One larger study of over 25,000 people from 12 countries found lefties aren’t more prone to alcoholism, but do drink more often on average. However, the fact the participants were all over 50 years old and the findings being based on them filling in a survey casts doubt on this conclusion.

Hard-drinking lefties could have kicked the bucket before reaching that age or might not have come clean about their partying past when smudging ink across their survey answers.

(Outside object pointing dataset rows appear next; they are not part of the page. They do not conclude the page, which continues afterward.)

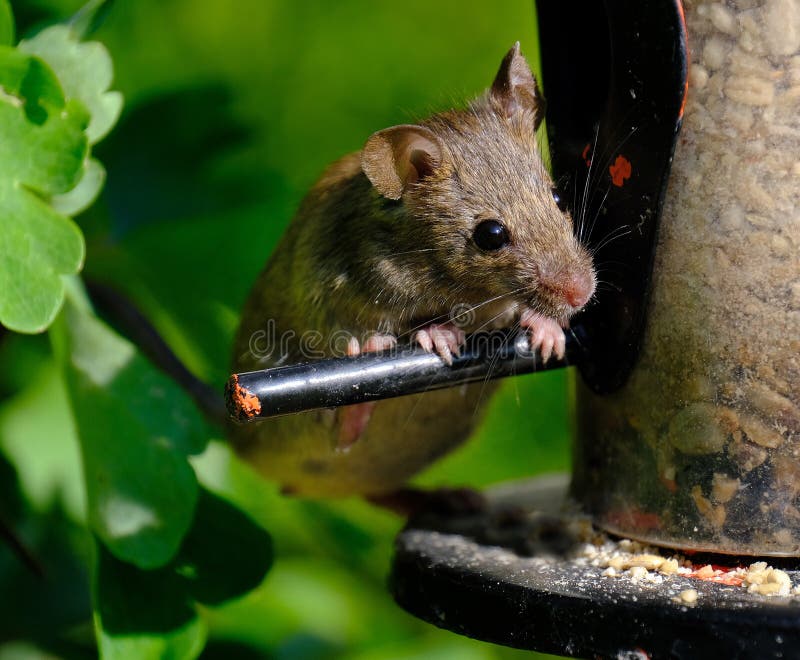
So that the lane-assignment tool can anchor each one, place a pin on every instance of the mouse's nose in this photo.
(577, 288)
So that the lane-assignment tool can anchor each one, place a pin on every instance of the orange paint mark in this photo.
(620, 171)
(585, 155)
(246, 402)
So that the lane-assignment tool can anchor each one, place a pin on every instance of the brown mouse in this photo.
(454, 216)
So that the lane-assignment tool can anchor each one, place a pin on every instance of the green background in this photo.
(232, 109)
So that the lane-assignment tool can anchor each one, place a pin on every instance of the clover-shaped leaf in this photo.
(152, 614)
(136, 429)
(43, 147)
(85, 72)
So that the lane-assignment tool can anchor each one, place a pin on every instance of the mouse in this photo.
(433, 230)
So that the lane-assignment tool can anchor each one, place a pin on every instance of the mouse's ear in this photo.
(515, 89)
(398, 156)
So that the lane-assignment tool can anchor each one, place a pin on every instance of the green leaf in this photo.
(85, 72)
(136, 429)
(89, 17)
(151, 613)
(42, 150)
(83, 195)
(143, 614)
(6, 24)
(225, 554)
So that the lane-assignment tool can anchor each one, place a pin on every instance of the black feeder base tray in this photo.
(507, 576)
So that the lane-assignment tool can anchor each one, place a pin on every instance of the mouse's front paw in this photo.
(445, 339)
(546, 334)
(373, 344)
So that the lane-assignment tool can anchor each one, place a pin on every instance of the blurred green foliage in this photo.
(232, 110)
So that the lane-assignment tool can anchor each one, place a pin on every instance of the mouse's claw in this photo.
(353, 419)
(546, 335)
(445, 339)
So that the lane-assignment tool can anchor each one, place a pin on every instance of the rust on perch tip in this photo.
(242, 403)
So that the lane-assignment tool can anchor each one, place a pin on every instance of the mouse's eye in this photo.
(560, 203)
(490, 235)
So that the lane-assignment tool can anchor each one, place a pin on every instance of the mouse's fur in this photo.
(383, 243)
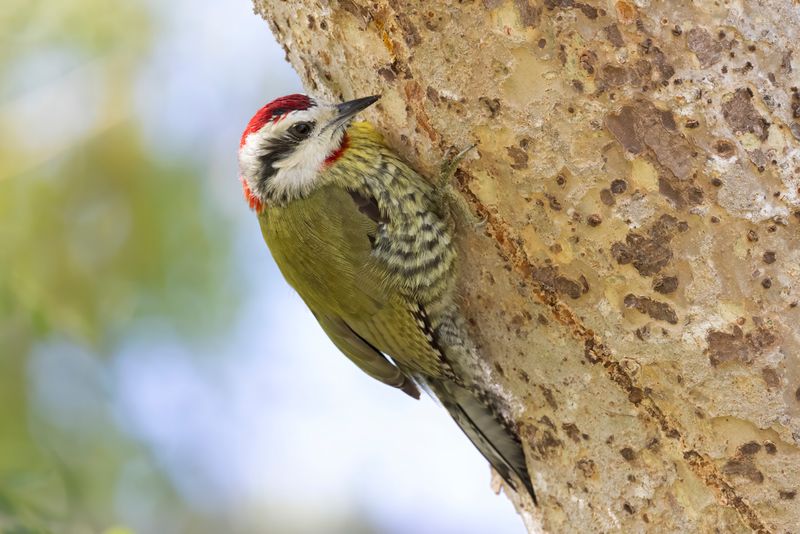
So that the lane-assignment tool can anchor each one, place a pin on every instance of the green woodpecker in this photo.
(367, 243)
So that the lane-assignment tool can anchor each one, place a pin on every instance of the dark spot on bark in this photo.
(492, 104)
(387, 74)
(523, 375)
(724, 148)
(743, 467)
(707, 50)
(572, 431)
(770, 377)
(736, 347)
(586, 466)
(619, 186)
(606, 197)
(649, 254)
(553, 202)
(641, 125)
(786, 62)
(665, 284)
(613, 75)
(528, 13)
(543, 442)
(742, 116)
(358, 11)
(624, 128)
(750, 448)
(614, 36)
(660, 311)
(520, 158)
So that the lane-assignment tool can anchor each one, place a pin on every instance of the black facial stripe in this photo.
(281, 147)
(276, 150)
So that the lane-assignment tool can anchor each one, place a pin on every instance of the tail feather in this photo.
(498, 443)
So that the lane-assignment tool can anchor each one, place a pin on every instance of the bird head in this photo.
(289, 141)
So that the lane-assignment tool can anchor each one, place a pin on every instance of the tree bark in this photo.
(635, 286)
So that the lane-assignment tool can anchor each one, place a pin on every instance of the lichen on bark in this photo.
(635, 285)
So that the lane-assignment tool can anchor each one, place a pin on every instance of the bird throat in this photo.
(336, 154)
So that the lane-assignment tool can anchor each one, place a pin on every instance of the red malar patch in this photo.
(252, 200)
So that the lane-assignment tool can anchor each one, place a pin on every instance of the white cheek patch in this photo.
(296, 173)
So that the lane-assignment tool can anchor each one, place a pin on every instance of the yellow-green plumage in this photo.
(323, 245)
(370, 252)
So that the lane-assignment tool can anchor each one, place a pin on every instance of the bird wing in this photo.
(368, 358)
(323, 246)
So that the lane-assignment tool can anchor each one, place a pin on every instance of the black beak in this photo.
(347, 110)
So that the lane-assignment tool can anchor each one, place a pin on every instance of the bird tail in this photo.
(488, 431)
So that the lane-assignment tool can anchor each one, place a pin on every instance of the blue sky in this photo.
(267, 426)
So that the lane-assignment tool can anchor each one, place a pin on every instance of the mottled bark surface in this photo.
(636, 283)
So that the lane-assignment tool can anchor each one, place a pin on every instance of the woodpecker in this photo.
(367, 243)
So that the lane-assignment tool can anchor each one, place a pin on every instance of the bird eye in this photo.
(301, 129)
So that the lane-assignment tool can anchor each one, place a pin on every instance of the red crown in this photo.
(274, 111)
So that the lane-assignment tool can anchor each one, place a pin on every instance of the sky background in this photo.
(157, 375)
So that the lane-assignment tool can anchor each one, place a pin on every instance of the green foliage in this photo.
(95, 235)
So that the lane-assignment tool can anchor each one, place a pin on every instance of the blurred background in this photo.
(156, 373)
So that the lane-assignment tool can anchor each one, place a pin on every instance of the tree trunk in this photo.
(635, 286)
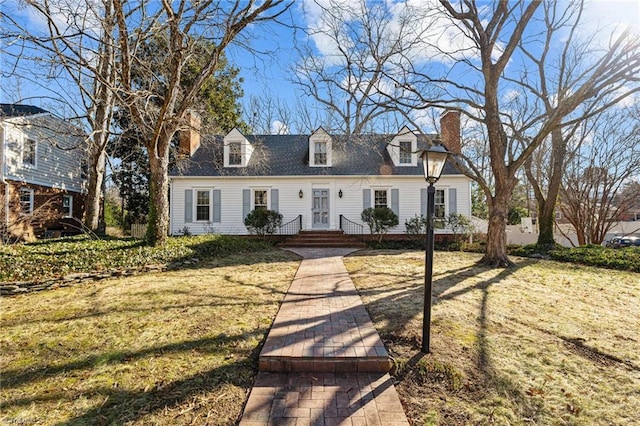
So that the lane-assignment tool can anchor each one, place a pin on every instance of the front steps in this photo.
(323, 239)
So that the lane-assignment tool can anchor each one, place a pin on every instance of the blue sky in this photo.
(270, 74)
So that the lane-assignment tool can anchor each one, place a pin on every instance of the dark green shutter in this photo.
(217, 208)
(274, 200)
(366, 199)
(453, 202)
(395, 201)
(188, 206)
(246, 202)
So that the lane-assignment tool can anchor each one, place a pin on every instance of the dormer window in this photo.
(405, 152)
(29, 149)
(235, 153)
(237, 150)
(320, 149)
(403, 148)
(320, 154)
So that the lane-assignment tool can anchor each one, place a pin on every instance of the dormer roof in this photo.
(288, 155)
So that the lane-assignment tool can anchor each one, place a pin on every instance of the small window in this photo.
(235, 154)
(380, 198)
(405, 152)
(29, 148)
(203, 202)
(260, 200)
(67, 205)
(320, 154)
(439, 212)
(26, 200)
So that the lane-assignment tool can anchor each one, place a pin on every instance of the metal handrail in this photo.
(292, 227)
(350, 227)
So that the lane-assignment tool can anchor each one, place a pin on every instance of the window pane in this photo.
(25, 201)
(439, 211)
(235, 154)
(67, 203)
(202, 205)
(320, 155)
(29, 152)
(380, 198)
(260, 200)
(405, 152)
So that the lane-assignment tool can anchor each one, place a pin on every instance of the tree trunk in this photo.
(546, 206)
(496, 252)
(158, 223)
(93, 203)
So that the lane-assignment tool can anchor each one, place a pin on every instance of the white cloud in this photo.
(424, 22)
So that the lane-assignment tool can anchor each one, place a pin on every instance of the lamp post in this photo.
(433, 161)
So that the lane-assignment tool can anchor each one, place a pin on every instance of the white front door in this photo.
(320, 209)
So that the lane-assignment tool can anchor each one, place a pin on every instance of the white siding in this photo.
(291, 205)
(58, 152)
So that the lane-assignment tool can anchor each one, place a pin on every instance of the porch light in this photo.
(433, 161)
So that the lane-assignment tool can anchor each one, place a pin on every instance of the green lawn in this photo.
(177, 347)
(544, 343)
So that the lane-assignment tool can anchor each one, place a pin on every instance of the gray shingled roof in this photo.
(287, 155)
(17, 110)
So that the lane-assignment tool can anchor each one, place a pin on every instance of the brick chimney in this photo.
(189, 136)
(450, 131)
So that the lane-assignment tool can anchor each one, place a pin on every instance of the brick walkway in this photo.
(323, 363)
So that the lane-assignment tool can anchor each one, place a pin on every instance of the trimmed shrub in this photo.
(263, 222)
(379, 220)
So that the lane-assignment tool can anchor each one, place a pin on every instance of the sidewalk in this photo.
(323, 363)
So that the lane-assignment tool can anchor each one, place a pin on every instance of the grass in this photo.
(55, 258)
(542, 343)
(177, 347)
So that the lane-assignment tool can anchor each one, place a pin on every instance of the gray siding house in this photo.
(42, 183)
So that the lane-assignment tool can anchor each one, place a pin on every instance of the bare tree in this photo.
(481, 86)
(557, 77)
(76, 51)
(597, 175)
(160, 107)
(358, 42)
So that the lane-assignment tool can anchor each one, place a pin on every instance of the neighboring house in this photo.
(320, 180)
(42, 182)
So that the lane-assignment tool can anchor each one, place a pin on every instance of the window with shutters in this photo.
(260, 199)
(380, 198)
(203, 203)
(320, 154)
(235, 153)
(29, 149)
(405, 152)
(67, 205)
(26, 201)
(439, 213)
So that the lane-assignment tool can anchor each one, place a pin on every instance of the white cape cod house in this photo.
(318, 181)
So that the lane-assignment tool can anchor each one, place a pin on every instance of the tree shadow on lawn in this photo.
(125, 405)
(410, 292)
(227, 301)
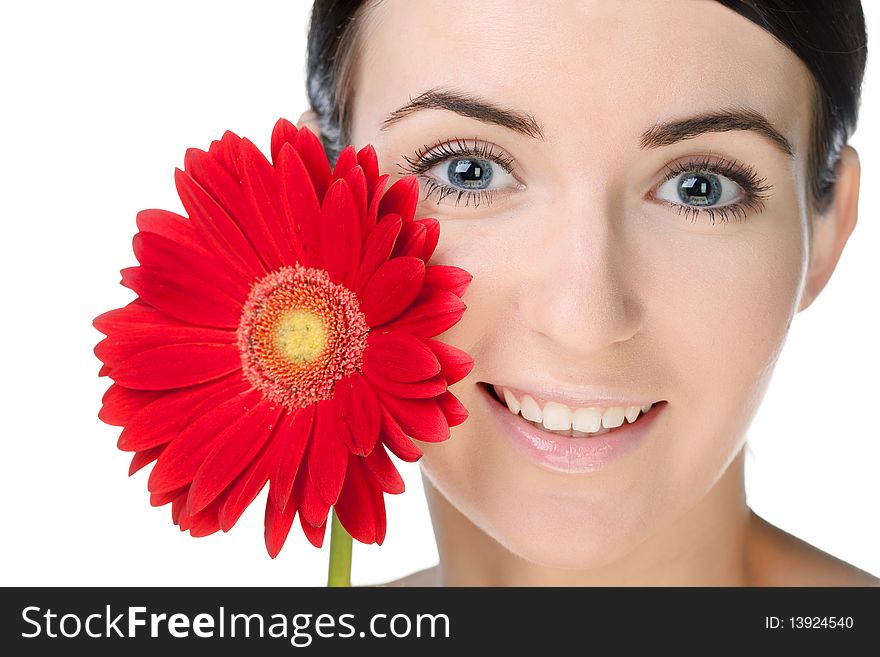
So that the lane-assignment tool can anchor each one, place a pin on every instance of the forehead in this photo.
(590, 72)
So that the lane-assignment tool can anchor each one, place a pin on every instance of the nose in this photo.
(579, 290)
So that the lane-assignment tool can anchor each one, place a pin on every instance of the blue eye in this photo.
(722, 188)
(471, 171)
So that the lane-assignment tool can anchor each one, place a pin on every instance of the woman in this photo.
(646, 194)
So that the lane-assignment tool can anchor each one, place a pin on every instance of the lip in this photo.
(571, 455)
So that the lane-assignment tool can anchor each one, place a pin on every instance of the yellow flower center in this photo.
(300, 335)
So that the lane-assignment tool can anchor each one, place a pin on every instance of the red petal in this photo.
(177, 365)
(374, 193)
(432, 236)
(213, 173)
(162, 420)
(141, 459)
(357, 184)
(120, 404)
(370, 165)
(447, 277)
(399, 356)
(415, 390)
(284, 132)
(431, 314)
(292, 440)
(340, 233)
(313, 156)
(179, 462)
(161, 499)
(382, 469)
(392, 289)
(356, 414)
(355, 508)
(401, 198)
(277, 524)
(395, 439)
(421, 419)
(173, 227)
(246, 486)
(217, 227)
(411, 241)
(344, 163)
(264, 228)
(136, 315)
(327, 455)
(314, 534)
(301, 207)
(312, 508)
(225, 152)
(452, 408)
(183, 296)
(205, 522)
(122, 345)
(160, 252)
(377, 249)
(235, 448)
(455, 363)
(177, 507)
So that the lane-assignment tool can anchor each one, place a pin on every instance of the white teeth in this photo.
(559, 418)
(530, 410)
(512, 401)
(587, 420)
(556, 416)
(613, 417)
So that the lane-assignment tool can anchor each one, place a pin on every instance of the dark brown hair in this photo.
(829, 37)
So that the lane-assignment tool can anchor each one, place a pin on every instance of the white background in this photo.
(99, 102)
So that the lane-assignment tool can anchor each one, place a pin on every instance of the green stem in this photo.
(339, 572)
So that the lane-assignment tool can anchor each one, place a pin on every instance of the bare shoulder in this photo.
(426, 577)
(782, 559)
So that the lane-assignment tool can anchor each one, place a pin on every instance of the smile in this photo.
(523, 420)
(564, 420)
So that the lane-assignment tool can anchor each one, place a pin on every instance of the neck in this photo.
(706, 546)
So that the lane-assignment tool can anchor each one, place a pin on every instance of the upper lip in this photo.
(582, 396)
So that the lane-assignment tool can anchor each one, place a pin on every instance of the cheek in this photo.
(715, 312)
(721, 309)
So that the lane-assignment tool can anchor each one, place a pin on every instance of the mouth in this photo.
(603, 423)
(570, 451)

Some left-handers are more likely to: be born from older mothers

The rumour of lefties generally being delivered by older mums has been around for donkey’s years, but the jury is still out on whether it’s really true.

Experts arguing for the theory say older mothers (aged 30 years or over) tend to have more birth complications such as premature babies, low birth weight and breech delivery and that these are linked to left-handedness in the children.

Other experts claim no association between parents’ ages and left-handed babies has been found, or even that younger mothers tend to have left-handed children.

One explanation could be that the oldest mothers' tend to die from birth complications, altering results in some studies. This could mean that while it's far from a sure bet, if you're wanting to add a new generation of left-handers to the family delaying pregnancy for several years may well help nature along. Ultimately though, some things in life are best 'left' to chance.

Some left-handers are more likely to: be dyslexic

An estimated five to 10 per cent of the population has dyslexia, including actors Tom Cruise and Whoopi Goldberg. The learning disability impairs your ability to read, speak and spell.

It’s thought higher exposure to testosterone in the womb creates a more ‘male’ brain by suppressing development of the left side usually responsible for linear reasoning and certain language functions such as grammar and vocabulary.

If this occurs, there is greater likelihood you’ll be left-handed and have ‘male’ brain impairments like dyslexia and stuttering. It may also explain why there are more male lefties than female.

While a recent breakthrough has comefirmed a gene, PCSK6 to its friends, which links handedness and reading difficulties, further study will help us better understand the relationship.